Lower interest rates for gold loans are an added advantage – currently, interest rates begin at just over 7% and go up to 29%, depending on the tenure and repayment options. In comparison, interest on personal loans ranges between 8% and 26% per annum.
Gold loans are slated to grow at a much faster rate compared to personal loans. “We expect them to grow by 10 to 15% this year,” says V P Nandakumar, CEO of Manappuram Finance, a non-banking finance company which specialises in gold lending.
Gold loans are also easier to access now as regular commercial banks have tightened their coffers. A history of bad lending decisions has left Indian banks with one of the world’s highest ratios of bad loans. And the pandemic only made things worse, leaving banks concerned whether more and more borrowers are likely to default. The result: banks are not lending as much as they used to.
In 2019, Indian banks approved 6% more loans than the previous year, according to domestic rating agency Crisil.

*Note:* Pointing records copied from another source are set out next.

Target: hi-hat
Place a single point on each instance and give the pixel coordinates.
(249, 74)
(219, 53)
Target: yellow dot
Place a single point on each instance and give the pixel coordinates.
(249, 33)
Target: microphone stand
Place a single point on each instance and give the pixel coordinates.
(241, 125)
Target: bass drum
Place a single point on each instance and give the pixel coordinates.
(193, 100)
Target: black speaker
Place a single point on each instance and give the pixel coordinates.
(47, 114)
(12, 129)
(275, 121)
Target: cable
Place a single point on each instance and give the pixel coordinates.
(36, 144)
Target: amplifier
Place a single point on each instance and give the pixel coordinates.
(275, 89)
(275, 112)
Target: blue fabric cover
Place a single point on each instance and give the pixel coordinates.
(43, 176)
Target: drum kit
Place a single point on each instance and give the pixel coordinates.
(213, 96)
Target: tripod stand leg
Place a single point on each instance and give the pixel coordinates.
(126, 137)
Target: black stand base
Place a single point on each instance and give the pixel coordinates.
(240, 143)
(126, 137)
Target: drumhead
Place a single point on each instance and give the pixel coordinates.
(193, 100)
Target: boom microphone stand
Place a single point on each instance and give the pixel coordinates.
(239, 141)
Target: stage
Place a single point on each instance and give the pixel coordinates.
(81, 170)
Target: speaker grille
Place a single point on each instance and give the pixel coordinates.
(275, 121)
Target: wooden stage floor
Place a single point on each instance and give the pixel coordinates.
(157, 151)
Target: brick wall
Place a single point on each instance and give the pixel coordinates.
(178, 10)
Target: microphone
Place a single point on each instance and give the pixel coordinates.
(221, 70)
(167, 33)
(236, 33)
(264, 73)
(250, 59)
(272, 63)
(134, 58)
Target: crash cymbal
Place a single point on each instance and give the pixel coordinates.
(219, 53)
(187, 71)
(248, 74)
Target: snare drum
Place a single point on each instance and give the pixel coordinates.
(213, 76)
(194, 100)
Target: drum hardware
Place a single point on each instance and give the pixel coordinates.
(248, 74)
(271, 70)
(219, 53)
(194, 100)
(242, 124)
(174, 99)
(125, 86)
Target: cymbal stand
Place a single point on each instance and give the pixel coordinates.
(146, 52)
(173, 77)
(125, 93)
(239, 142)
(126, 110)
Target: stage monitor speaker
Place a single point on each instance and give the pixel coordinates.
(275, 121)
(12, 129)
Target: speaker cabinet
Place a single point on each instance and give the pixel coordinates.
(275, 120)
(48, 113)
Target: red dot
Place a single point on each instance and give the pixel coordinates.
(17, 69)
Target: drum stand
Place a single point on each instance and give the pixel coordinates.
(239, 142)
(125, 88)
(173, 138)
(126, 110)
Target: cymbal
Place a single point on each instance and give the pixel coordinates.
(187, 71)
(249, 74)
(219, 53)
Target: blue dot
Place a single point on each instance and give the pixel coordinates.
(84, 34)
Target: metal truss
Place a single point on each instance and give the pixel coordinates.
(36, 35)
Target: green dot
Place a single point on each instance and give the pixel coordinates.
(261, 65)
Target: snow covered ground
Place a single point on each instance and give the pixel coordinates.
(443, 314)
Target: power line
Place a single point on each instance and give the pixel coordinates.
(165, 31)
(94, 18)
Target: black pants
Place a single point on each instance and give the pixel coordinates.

This year, they’re expected to give just 1% more loans than usual – historically, the loan growth has been in double digits.
“Small companies are coming to us because bank loans will take time. They need short-term working capital as the lockdown dried up all the payment streams,” says George Alexander Muthoot, managing director of Muthoot Finance, one of the largest gold loan companies in India.
Even regular banks that specialise in gold loans are reaping the benefits – Federal Bank and Indian Bank have seen a 10-fold rise in demand for gold loans, primarily in small cities and towns.
And experts predict that gold loans will continue to increase as prices go up. Before the lockdown in March, this price stood at $38 per gram – right now, it’s around $44 per gram. So a gold loan now would fetch nearly $7 more per gram than it did in March.
“Higher gold prices make both the borrower and lender happy,” says Somasundaram PR, managing director for India in the World Gold Council.